If you actually need the conversion to ASCII at the end of the code depends on what you want to do with the newly created "merged_registry.reg". Also I'm wondering if you really need a .reg file. What about the REG command in batch? What you try to do here seems to be much too complicated.

Steffen

Re: [Little challenge]Converting text file with unknown encoding into ANSI

Posted: 10 Nov 2016 07:00
by jfl
FYI, I've written a command-line tool for converting data from any encoding to any other.

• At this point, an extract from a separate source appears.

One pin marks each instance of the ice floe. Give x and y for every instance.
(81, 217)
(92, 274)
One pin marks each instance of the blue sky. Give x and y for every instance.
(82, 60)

And it also has options for adding or removing BOMs.
The tool is called conv.exe, and it's available in the SysTools.zip package there: https://github.com/JFLarvoire/SysToolsLib/releases
The C sources are there too, if you're interrested.
I use it often, for example for converting emails encoded in UTF-8, and displayed as (unreadable) ANSI by some webmail readers.
Another common use case if for transfering data between GUI and command-line apps: The GUI apps use the Windows system code page (1252 on French systems), which cannot be changed ; Command-line apps use the console's "current code page" (850 by default on French systems), which can be changed by the CHCP command. conv.exe defaults to converting from the system CP to the current CP. So you can tranfter data from a GUI app to a DOS app by copying it into the clipboard, then running in a cmd console: 1clip.exe | conv.exe | myapp.exe
In your case, for converting a file in-place from UTF-16 (CP 1200) to ANSI (CP 1252), you'd have to run:

Code: Select all

conv 1200 1252 myfile -same -bak

Run (conv -?) to display a short help screen with a list of all options.